Think of it as an extremely practical sports car.

12. This one is not

No matter how good it is from a tech standpoint, it’s just not alluring.

13. Our cars are not appliances

Many people see cars as an apparatus, but if you've got a good one, it becomes a part of the family. There’s a legitimate emotional connection. No one has ever said that about a washing machine.

14. We don't cut corners when it comes to throwing money at our cars

A car is something that you’re going to be using an awful lot every day, so cheaping out on a car is like cheaping out on your mattress. While the intangible return (the pleasure, relaxation, and therapy of driving) on your investment can’t be calculated, neither can the emotional loss (having to deal with your daily commute) that you take on a bad purchase.

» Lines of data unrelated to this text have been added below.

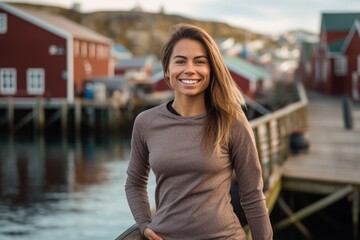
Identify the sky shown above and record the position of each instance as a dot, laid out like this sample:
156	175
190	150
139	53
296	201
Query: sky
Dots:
260	16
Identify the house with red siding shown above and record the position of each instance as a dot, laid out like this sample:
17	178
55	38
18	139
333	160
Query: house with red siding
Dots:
351	49
47	55
331	67
250	78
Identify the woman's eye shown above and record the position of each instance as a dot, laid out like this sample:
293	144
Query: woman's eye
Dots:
200	62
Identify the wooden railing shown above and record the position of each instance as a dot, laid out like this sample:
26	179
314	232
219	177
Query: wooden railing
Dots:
272	132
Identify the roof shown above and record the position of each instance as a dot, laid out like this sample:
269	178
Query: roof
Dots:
335	46
245	68
120	52
136	62
55	23
355	29
337	22
306	50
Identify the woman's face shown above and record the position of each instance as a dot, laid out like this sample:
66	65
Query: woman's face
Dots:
189	69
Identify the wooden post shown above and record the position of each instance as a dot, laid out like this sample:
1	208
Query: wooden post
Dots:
355	213
64	119
40	118
269	143
312	208
10	115
77	117
297	223
260	154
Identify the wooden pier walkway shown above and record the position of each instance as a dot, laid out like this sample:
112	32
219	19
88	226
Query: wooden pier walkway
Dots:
332	164
334	154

15. If you don't care about the art of driving, you'll never be a good driver

Can you be an attentive driver? Sure, and that's a good start. But to learn where to look, what to do with your hands and feet in an emergency, or how to properly handle your car in snow, you need to study and practice. It's pretty simple, really: if you don't care about the art of driving, there's no reason for you to have the motivation to put in the work to become truly good.

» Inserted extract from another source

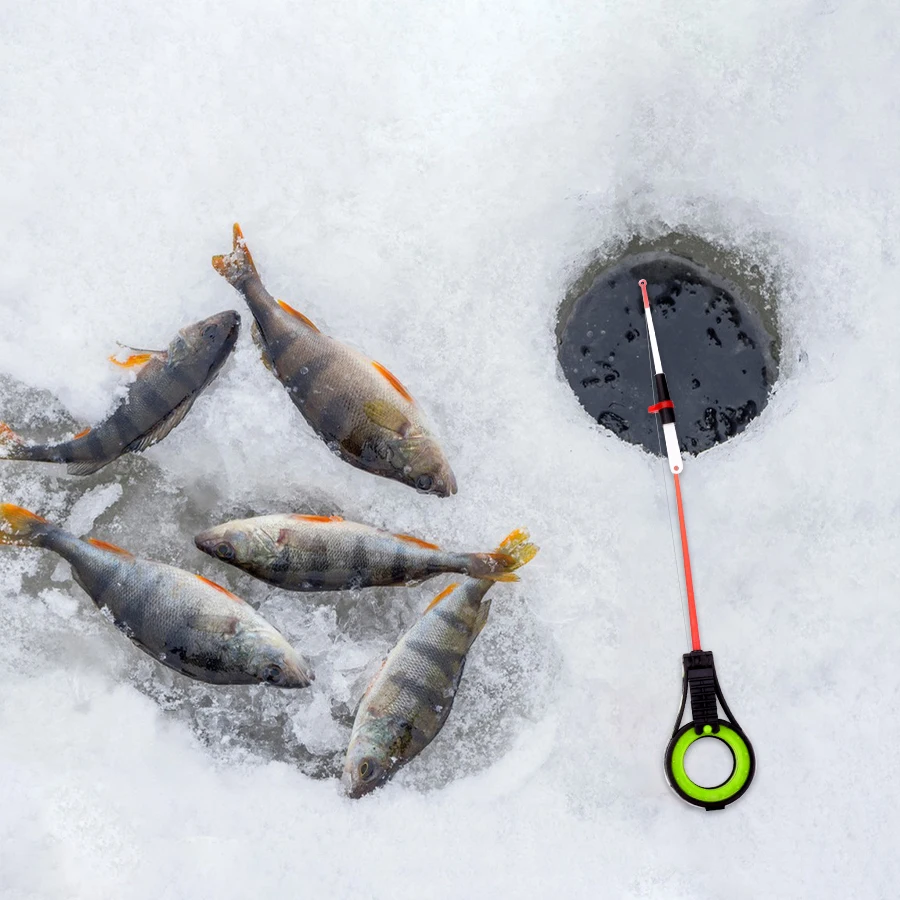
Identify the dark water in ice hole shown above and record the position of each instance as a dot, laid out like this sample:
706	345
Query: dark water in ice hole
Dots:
717	355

16. Don't take your car to an automatic carwash

All those brushes. That poor paint. Get a good microfiber wash mit, put some pH-balanced carwash in a bucket, and do it yourself. Please.

17. Not all engines are V-something

"V" just refers to how the engine’s laid out. For example, instead of a V6, you can have a straight six, a flat six, or a boxer six, and they're all very, very different from one another.

18. Stop eating in your car

And drinking. Maaaaybe water if you’re careful and it’s 110 degrees outside. Grease goes everywhere, and all those smells linger in the car for a long time. Have you ever known someone who had to sell their car because they didn't know there was a chunk of gruyere in the back seat for an entire summer?

19. We're not bragging by parking in BFE, we're petrified of your car doors

The paint chips on the edge of your driver's door are a giant red flag for us to stay the hell away.

20. Snow tires are a necessity for winter fun

You don’t even have to have all-wheel drive, or be going sideways in a parking lot—scaring the crap out of your passengers—to have fun in snow. Playing in the snow is something that never got old as we grew up, even though the toys certainly changed. There's no reason to be afraid of driving in it.

21. All-wheel drive does not help you stop in snow

It might make things more fun, and it’ll certainly help you accelerate a little bit better, but stopping power isn’t affected.